Tuesday, January 17, 2012

Why Do We Die?

We can blame disease, old age, accidents, and even foul play, but the most fundamental answer is sin.

At the beginning of humanity’s creation, we read, The LORD God took the man and put him in the Garden of Eden to work it and take care of it. And the LORD God commanded the man, “You are free to eat from any tree in the garden; but you must not eat from the tree of the knowledge of good and evil, for when you eat of it you will surely die (Genesis 2:15-17). Unfortunately, the man did eventually eat from the fruit of that forbidden tree, and God quickly passed sentence, just as He said He would. By the sweat of your brow you will eat your food until you return to the ground, since from it you were taken; for dust you are and to dust you will return (Genesis 3:19).

Death is a punishment for sin. God never intended for the man to die. God would much rather have had the man continue to obey Him. The man would have lived forever if He had not disobeyed. But the choice was left open, and the outcome of that choice was either going to be reward or punishment.

 Does sin only affect humans, or did it affect other parts of nature as well?

Sadly, sin affects everything. Man was the pinnacle of creation, and when man sinned, everything suffered because of it. Genesis 3:17-18 reads, To Adam [God] said, “Because you listened to your wife and ate from the tree about which I commanded you, ‘You must not eat of it,’ cursed is the ground because of you; through painful toil you will eat of it all the days of your life. It will produce thorns and thistles for you, and you will eat the plants of the field.”

The ground itself is cursed. When God created the earth and made it to produce vegetation, only helpful plants grew. Now, thorns and thistles are introduced to make the man’s work more difficult.

In Genesis 1:29-30, God said, “I give you every seed-bearing plant on the face of the whole earth and every tree that has fruit with seed in it. They will be yours for food. And to all the beasts of the earth and all the birds of the air and all the creatures that move on the ground—everything that has the breath of life in it—I give every green plant for food.” And it was so.

Humans and every kind of animal were originally supposed to eat only those helpful plants. After the man sinned, however, the animal kingdom was cursed with the desire to hunt and with predators hunting them. God never intended for conscious beings to eat one another. The violence of the ‘food chain’ is a result of sin.

As the Apostle Paul wrote, I consider that our present sufferings are not worth comparing with the glory that will be revealed in us. The creation waits in eager expectation for the sons of God to be revealed. For the creation was subjected to frustration, not by its own choice, but by the will of the one who subjected it, in hope that the creation itself will be liberated from its bondage to decay and brought into the glorious freedom of the children of God. We know that the whole creation has been groaning as in the pains of childbirth right up to the present time (Romans 8:18-22).

I think Paul sums it up quite well. The creation is in bondage to decay, groaning for God to restore it to its intended, natural, peaceful state.

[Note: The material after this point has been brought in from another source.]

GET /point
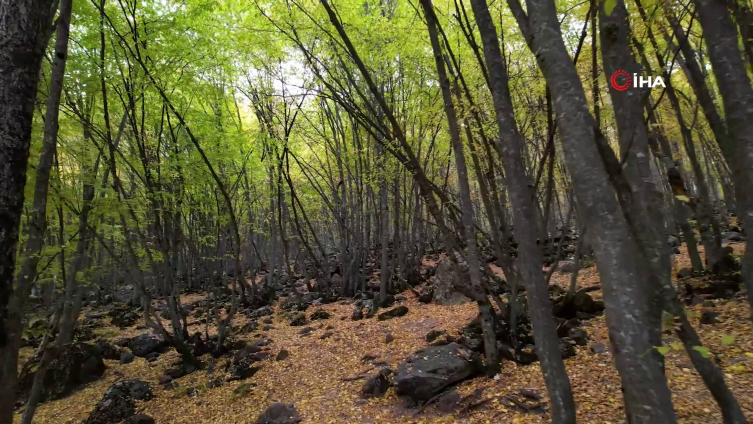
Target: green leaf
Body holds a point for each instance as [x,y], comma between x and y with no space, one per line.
[702,350]
[664,350]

Of course, that still leaves the question of why we die. Adam and Eve were the ones who sinned, right? They ate the fruit, not us. So why do we die? Does Adam’s sin really have anything to do with my death?

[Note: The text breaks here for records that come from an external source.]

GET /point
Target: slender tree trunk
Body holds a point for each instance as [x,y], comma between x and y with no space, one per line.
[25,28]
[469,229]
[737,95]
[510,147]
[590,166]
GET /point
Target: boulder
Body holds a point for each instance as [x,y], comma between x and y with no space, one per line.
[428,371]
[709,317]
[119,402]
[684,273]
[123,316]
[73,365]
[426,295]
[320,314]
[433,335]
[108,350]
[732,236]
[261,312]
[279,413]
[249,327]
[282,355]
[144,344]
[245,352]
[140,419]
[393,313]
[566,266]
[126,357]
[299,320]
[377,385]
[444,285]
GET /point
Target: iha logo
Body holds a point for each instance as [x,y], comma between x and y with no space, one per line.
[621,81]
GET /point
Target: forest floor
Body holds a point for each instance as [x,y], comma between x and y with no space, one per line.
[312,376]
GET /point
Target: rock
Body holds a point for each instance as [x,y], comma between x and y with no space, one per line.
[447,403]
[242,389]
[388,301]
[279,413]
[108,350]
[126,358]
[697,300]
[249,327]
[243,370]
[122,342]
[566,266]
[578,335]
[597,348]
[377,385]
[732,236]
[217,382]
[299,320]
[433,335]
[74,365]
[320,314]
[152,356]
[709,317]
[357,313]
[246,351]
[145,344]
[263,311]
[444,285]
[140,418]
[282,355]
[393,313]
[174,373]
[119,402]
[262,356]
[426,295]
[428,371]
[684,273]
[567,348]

Romans 5:12 says that it does. Therefore, just as sin entered the world through one man, and death through sin, and in this way death came to all men, because all sinned…

Adam’s sin causes our death because he is our biological ancestor. In Genesis 1:26-27, God said, “Let Us make man in Our image, in Our likeness, and let them rule over the fish of the sea and the birds of the air, over the livestock, over all the earth, and over all the creatures that move along the ground.’ So God created man in His own image, in the image of God He created him; male and female He created them.

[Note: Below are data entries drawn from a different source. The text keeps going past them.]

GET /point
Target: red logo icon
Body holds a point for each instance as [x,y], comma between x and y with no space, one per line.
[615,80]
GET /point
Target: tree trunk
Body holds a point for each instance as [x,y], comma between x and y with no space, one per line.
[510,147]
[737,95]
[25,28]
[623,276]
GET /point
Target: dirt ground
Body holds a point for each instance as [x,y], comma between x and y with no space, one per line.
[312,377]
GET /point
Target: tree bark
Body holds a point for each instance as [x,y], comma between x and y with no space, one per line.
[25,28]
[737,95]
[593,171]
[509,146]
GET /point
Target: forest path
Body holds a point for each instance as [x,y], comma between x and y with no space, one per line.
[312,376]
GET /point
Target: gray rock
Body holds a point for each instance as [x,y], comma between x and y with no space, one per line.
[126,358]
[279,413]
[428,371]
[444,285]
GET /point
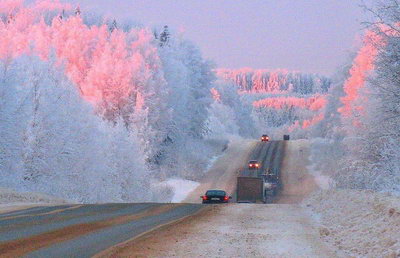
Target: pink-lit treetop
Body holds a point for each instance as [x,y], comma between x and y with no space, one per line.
[106,66]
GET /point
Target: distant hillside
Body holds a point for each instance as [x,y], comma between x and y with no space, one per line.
[266,81]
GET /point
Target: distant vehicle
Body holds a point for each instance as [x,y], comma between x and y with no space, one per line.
[264,138]
[253,164]
[272,183]
[215,196]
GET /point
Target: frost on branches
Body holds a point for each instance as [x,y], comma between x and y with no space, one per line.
[93,110]
[361,125]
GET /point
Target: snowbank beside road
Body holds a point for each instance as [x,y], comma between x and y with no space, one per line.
[181,188]
[360,223]
[12,200]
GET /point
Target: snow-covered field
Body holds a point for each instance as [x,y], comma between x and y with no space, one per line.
[308,221]
[360,223]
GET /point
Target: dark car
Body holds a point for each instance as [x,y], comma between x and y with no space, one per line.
[264,138]
[273,181]
[253,164]
[215,196]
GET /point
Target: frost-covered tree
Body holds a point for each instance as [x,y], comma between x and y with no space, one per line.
[52,141]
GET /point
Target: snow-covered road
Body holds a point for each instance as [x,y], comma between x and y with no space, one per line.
[245,230]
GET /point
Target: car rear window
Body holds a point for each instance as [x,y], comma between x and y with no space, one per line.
[216,193]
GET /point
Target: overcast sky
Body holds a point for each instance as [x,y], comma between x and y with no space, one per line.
[303,35]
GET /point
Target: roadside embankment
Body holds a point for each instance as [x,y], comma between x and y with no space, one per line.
[11,200]
[360,223]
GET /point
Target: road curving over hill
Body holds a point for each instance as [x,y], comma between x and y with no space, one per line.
[281,229]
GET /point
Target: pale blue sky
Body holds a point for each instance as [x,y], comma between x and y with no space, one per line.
[303,35]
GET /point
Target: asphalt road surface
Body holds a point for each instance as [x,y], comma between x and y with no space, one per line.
[82,230]
[86,230]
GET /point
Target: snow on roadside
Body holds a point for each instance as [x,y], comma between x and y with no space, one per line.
[10,197]
[360,223]
[181,188]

In the beginning, humans were made to be like God. Adam and Eve were created in God’s image. But that image was marred when man sinned. God is perfect and so, when Adam and Eve sinned, they lost part of what it means to be like God. They became unlike God in a very fundamental way, and this unlikeness to God was passed on biologically to Adam and Eve’s children.

Genesis 5:1-3 says, When God created man, He made him in the likeness of God. He created them male and female and blessed them. And when they were created, He called them man. When Adam had lived 130 years, he had a son in his own likeness, in his own image; and he named him Seth.

Notice that Seth is not made in God’s likeness and image. Instead, he is made in Adam’s likeness and image. Seth is like his father. He is born rebellious toward God, just as his father had become. This propensity toward sin—this unlikeness to God—that we have all inherited from our fathers all the way from Adam to now is what we call the sinful nature. Because Adam became unlike God, that unlikeness has been passed down to each of us, causing our natures to be radically different from what God intended for us.

Interestingly, the sinful nature can apparently only be passed down to us by our fathers. We know this because Jesus had a natural mother (Mary) but not a natural father. Mary was miraculously impregnated and so, because Jesus did not have a human father, He did not inherit the sinful nature.

We die, then, because we are born with a desire to sin, a desire to be unlike God in that particular manner, and we all act on that desire. As Romans says, all have sinned and fall short of the glory of God, and, the wages of sin is death (Romans 3:23; 6:23).